“The problem is a lack of supply in the housing market,” said the co-founder of First Israel Mortgages. “The only way to bring down prices is to build more homes.”
By ZEV STUB
Israel’s housing prices continue to rise sharply, with no sign of slowing down. Last week, the Central Bureau of Statistics reported that average home prices rose by 5.6 percent over the past year. Meanwhile, new Housing and Construction Minister Ze’ev Elkin told a conference for the Israel Builders Association that prices are going to continue to rise even more dramatically in the coming year.
At the same time, Israel’s new government has made lowering housing costs and increasing affordable housing options some of its key goals for the coalition. So what can new Elkin do to try to reign in prices?
Elkin’s spokesman told The Jerusalem Post that he is currently working on formulating a plan for reducing prices that should be ready in about two weeks. Until then, there will be no comment, he noted.
To many, what needs to be done is clear. “The problem is a lack of supply in the housing market,” said Tzvi Shapiro, co-founder of First Israel Mortgages. “The only way to bring down prices is to build more homes.”
The Israel Land Authority (ILA), the government body in charge of managing the use of land in Israel, is widely blamed for a large part of the problem.
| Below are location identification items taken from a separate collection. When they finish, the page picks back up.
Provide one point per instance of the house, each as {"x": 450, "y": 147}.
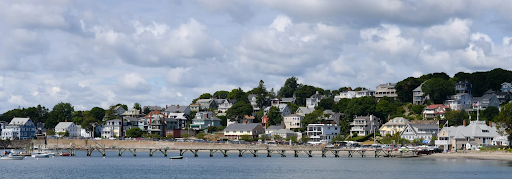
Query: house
{"x": 304, "y": 110}
{"x": 284, "y": 133}
{"x": 418, "y": 97}
{"x": 461, "y": 101}
{"x": 313, "y": 101}
{"x": 72, "y": 129}
{"x": 133, "y": 113}
{"x": 420, "y": 131}
{"x": 283, "y": 109}
{"x": 224, "y": 106}
{"x": 463, "y": 87}
{"x": 364, "y": 125}
{"x": 19, "y": 128}
{"x": 236, "y": 131}
{"x": 322, "y": 133}
{"x": 434, "y": 111}
{"x": 178, "y": 109}
{"x": 205, "y": 104}
{"x": 485, "y": 101}
{"x": 293, "y": 121}
{"x": 204, "y": 120}
{"x": 506, "y": 87}
{"x": 393, "y": 126}
{"x": 476, "y": 134}
{"x": 195, "y": 107}
{"x": 273, "y": 128}
{"x": 387, "y": 90}
{"x": 503, "y": 97}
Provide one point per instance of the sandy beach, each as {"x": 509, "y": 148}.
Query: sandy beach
{"x": 504, "y": 156}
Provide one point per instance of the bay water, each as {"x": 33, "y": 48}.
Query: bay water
{"x": 158, "y": 166}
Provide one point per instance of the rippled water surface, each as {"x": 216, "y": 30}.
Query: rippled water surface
{"x": 248, "y": 166}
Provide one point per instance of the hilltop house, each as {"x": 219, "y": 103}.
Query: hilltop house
{"x": 19, "y": 128}
{"x": 236, "y": 131}
{"x": 434, "y": 111}
{"x": 364, "y": 125}
{"x": 386, "y": 90}
{"x": 72, "y": 129}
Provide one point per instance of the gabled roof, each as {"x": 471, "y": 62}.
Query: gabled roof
{"x": 242, "y": 126}
{"x": 63, "y": 125}
{"x": 19, "y": 121}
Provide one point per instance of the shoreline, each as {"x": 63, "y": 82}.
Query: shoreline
{"x": 498, "y": 156}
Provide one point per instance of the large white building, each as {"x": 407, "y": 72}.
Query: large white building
{"x": 364, "y": 125}
{"x": 322, "y": 133}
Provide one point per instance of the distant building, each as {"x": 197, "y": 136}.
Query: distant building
{"x": 435, "y": 110}
{"x": 364, "y": 125}
{"x": 386, "y": 90}
{"x": 322, "y": 133}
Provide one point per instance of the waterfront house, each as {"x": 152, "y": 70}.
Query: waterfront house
{"x": 476, "y": 134}
{"x": 204, "y": 120}
{"x": 418, "y": 131}
{"x": 364, "y": 125}
{"x": 304, "y": 110}
{"x": 393, "y": 126}
{"x": 19, "y": 128}
{"x": 69, "y": 127}
{"x": 322, "y": 133}
{"x": 293, "y": 121}
{"x": 178, "y": 109}
{"x": 236, "y": 131}
{"x": 461, "y": 101}
{"x": 434, "y": 111}
{"x": 386, "y": 90}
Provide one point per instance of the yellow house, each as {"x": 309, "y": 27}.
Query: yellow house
{"x": 393, "y": 126}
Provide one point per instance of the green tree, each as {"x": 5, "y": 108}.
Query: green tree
{"x": 261, "y": 94}
{"x": 136, "y": 106}
{"x": 60, "y": 113}
{"x": 274, "y": 116}
{"x": 239, "y": 110}
{"x": 220, "y": 94}
{"x": 289, "y": 87}
{"x": 438, "y": 89}
{"x": 326, "y": 103}
{"x": 134, "y": 132}
{"x": 205, "y": 96}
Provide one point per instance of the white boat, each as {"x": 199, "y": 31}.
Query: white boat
{"x": 12, "y": 157}
{"x": 41, "y": 155}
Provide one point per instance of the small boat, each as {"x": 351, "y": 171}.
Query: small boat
{"x": 65, "y": 154}
{"x": 41, "y": 155}
{"x": 176, "y": 157}
{"x": 12, "y": 157}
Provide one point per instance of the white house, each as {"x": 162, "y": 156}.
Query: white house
{"x": 70, "y": 127}
{"x": 322, "y": 133}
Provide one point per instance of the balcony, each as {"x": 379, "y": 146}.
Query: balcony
{"x": 442, "y": 142}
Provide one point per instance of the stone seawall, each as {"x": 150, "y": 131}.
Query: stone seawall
{"x": 148, "y": 144}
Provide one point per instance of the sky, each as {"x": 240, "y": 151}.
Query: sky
{"x": 100, "y": 53}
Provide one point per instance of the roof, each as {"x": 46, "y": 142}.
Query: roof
{"x": 242, "y": 126}
{"x": 19, "y": 121}
{"x": 174, "y": 108}
{"x": 63, "y": 125}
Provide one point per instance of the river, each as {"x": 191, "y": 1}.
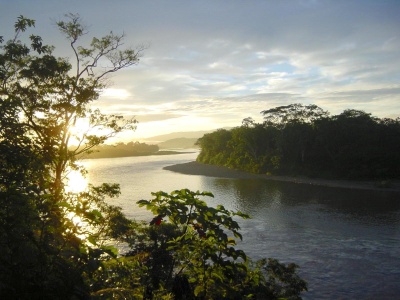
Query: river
{"x": 346, "y": 242}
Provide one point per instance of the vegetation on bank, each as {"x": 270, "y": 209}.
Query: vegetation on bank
{"x": 306, "y": 140}
{"x": 55, "y": 244}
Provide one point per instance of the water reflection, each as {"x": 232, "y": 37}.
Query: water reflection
{"x": 347, "y": 242}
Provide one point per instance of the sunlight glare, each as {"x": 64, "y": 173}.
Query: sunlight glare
{"x": 76, "y": 182}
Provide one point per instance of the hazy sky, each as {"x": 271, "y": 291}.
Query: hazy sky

New lands for building are not being made available in an efficient or transparent fashion, and a recent report by the state comptroller charged that the office doesn’t have a medium- or long-term strategy for implementing its mission. Indeed, despite the pressing national need for increased building, the number of new housing starts is actually falling. Housing starts have dropped each year since 2016, and in the first quarter of 2021, there were just 12,100 building starts, 20% than a year earlier and the lowest quarterly figure since 2012.
Elkin’s main job will be finding a way to free up much more land at a faster pace, Shapiro said. The government has set a target of adding 300,000 units to the home market, while just over 50,000 are currently being approved each year.
Some have suggested that higher taxes will need to be used as a tool to reduce housing demand. Last July, Then-Finance Minister Israel Katz cut purchase taxes for investors buying more than one home, reversing a decision made in 2016 by his predecessor, Moshe Kahlon, to increase taxes on investment properties. The number of investment purchases in the market has skyrocketed since then, further fueling price increases.
Shapiro agrees that raising taxes would help, but not enough to significantly change the trajectory of prices. “The only thing that would really affect prices is making more homes available,” he reiterated.
Elkin has indicated he is in favor of continuing and extending the Tama 38 National Outline Plan that allows for contractors to add additional floors to apartment buildings in exchange for reinforcing them against earthquakes. That plan has helped large cities like Jerusalem expand their housing stock in areas that are already filled. However, many Tama 38 projects are criticized for overpopulating urban areas and making them less liveable.
Plans are also being developed to encourage long-term rental units that would allow people to continue to rent in the same space for many years. Such buildings, common in most cities around the world, generally don’t exist in Israel. Many of the rental units that exist are ultimately earmarked for another purpose, like for a parent to eventually gift to a child.
Plans to offer subsidized apartments for sale at lower costs, like Kahlon’s now-discontinued Mechir Lamishtaken program, have been discredited as unsustainable market interventions that failed to affect market prices in any real way.
Others have suggested that the Housing Ministry work in closer cooperation with related authorities, like the Transportation Ministry, to coordinate long-term plans toward national goals. “Of course, it would be good to create better opportunities to better serve specific areas and incentivize people to move there,” Shapiro said.
Finally, Shapiro suggested that a different approach toward the problem could yield a different solution. “Rising prices are a problem, but another challenge is how to make homeownership more of a reality for first-time buyers,” he said. “Currently, buyers are allowed to borrow up to 75% of the purchase price as a mortgage. It used to be that people with sufficient income could borrow much more than that by taking an insurance policy to insure banks for everything above 75%. However, that was ended in 2012 because it represented too great a risk to the economy. That may have been a safe move, but overnight, it made it impossible for many people with good-paying jobs to buy homes because the down payment was so expensive.”
Removing that limitation on buyers who earn more than a certain level would make ownership possible for a lot more people, Shapiro said. “it may be that this might cause prices to go up even more in the short-term, but this is something the government owes to young buyers, and it should find a way to work this into its plan.”